Roasting the squash with apples and just one slice of bacon brings so much flavour to this soup. Mark Bittman wrote this recipe as a chowder, in which you leave everything whole, but I was really in the mood for a puréed soup. And it was lovely and velvety this way. I plan to try it again one day using different vegetables.
The cookbook this one came from is called The Food Matters Cookbook. I changed the recipe by using only one slice of bacon for flavour instead of four, omitting the oil because the bacon gave it some fat, and then I puréed it instead of leaving pieces whole.
To make this a vegan recipe you can easily omit the bacon and just drizzle the vegetables with a little olive oil before roasting.
It makes about 4 servings.
What you need:
- 1 butternut squash, about 1 & 1/2 pounds
- 1 large onion, chopped
- 2 large apples, peeled and cored
- 1 slice bacon, chopped
- 2 tablespoons minced garlic
- salt and pepper
- 1 tablespoon chopped fresh sage or 1 teaspoon dried
- 1/2 cup white wine or water
- 6 cups vegetable or chicken stock
What you do:
- Preheat the oven to 400F.
- Cut the squash in half lengthwise and remove the seeds. Peel it with a vegetable peeler and cut it into cubes. Place the cubes on a deep roasting pan along with the onion, apples and garlic. Sprinkle with salt and pepper, and put the bacon pieces over top of the vegetables.

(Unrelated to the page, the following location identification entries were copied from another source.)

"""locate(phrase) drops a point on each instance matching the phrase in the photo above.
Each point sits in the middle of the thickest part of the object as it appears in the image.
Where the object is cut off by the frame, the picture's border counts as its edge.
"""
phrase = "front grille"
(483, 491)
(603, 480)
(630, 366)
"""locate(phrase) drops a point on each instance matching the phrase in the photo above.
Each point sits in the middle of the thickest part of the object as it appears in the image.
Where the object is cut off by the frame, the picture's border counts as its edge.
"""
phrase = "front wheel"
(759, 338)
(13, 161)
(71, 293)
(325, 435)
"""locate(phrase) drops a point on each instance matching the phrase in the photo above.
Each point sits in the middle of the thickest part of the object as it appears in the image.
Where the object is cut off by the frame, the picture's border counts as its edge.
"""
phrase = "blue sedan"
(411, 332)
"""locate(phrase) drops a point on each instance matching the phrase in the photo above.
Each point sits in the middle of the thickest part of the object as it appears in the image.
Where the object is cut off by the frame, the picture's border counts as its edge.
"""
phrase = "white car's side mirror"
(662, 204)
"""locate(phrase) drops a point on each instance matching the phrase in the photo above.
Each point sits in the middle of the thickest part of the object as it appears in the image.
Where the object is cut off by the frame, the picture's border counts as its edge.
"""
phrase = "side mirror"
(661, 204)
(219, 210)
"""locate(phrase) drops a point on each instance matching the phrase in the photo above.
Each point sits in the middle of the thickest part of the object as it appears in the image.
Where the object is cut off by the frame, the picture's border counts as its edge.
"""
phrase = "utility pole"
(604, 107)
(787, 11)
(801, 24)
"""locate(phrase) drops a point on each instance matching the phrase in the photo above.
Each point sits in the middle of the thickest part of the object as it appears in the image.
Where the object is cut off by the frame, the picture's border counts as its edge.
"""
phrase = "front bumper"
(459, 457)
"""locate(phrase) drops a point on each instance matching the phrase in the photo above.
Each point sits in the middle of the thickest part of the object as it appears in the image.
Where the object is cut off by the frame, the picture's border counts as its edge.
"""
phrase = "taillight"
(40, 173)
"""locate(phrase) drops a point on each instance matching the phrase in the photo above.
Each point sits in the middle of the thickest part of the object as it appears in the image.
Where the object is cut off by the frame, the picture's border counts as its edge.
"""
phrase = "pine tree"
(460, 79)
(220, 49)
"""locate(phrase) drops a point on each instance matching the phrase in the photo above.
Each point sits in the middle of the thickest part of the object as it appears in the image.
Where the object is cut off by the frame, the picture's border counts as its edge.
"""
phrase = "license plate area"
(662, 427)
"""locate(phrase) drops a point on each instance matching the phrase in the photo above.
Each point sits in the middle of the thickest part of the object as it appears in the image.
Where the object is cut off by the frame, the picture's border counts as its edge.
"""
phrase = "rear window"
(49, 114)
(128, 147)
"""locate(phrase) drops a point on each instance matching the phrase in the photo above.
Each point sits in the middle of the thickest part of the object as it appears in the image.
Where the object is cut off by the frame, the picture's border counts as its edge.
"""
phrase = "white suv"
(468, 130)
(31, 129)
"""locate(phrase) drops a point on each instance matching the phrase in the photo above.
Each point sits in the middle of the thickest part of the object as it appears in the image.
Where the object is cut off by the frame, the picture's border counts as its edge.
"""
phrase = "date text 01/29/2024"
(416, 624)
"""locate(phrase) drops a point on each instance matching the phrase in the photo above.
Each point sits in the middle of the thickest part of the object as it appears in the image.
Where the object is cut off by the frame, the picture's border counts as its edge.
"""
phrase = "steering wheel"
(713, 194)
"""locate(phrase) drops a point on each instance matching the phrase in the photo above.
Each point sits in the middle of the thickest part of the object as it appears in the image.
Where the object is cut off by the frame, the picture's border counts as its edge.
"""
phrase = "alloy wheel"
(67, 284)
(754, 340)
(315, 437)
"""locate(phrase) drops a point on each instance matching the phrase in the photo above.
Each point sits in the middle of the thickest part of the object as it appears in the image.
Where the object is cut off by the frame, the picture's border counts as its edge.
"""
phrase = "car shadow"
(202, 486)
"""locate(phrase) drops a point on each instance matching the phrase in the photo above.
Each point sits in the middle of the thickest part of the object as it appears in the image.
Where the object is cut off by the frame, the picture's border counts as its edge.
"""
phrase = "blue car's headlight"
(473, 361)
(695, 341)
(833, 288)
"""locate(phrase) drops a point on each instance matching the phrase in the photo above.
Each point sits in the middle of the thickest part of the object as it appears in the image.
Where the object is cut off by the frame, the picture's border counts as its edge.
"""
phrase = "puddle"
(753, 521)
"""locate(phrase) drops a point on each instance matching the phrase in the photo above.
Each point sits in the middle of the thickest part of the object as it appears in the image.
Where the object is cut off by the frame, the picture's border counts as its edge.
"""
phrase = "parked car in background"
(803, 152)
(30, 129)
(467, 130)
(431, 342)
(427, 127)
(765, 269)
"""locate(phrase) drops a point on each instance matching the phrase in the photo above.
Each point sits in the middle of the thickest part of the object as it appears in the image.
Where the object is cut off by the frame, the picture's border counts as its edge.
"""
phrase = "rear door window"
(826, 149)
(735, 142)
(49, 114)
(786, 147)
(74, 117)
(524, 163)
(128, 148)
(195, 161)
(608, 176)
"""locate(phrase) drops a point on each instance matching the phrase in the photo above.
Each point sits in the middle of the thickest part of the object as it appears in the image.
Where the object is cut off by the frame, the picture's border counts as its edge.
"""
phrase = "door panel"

Roast, stirring a few times throughout the process, for about 45 minutes. At this time the apples should be tender and the bacon should be crisp.
- Take the roasting pan out of the oven and stir in the sage and wine, scraping the browned bits from the bottom of the pan. Transfer everything to a large pot, unless your roasting pan can be put on the stove top. If so, continue the next step in the roasting pan over medium heat.
- Add the stock and cook until the squash begins to break up a little, about 25 minutes.
- Let the soup cool slightly before putting it into a blender in batches. Purée until it is very smooth, then return to the pot to reheat. Taste and adjust seasonings before servings.
This one is really good for leftovers too, but you might need to thin it out by adding a little stock, wine or water when reheating.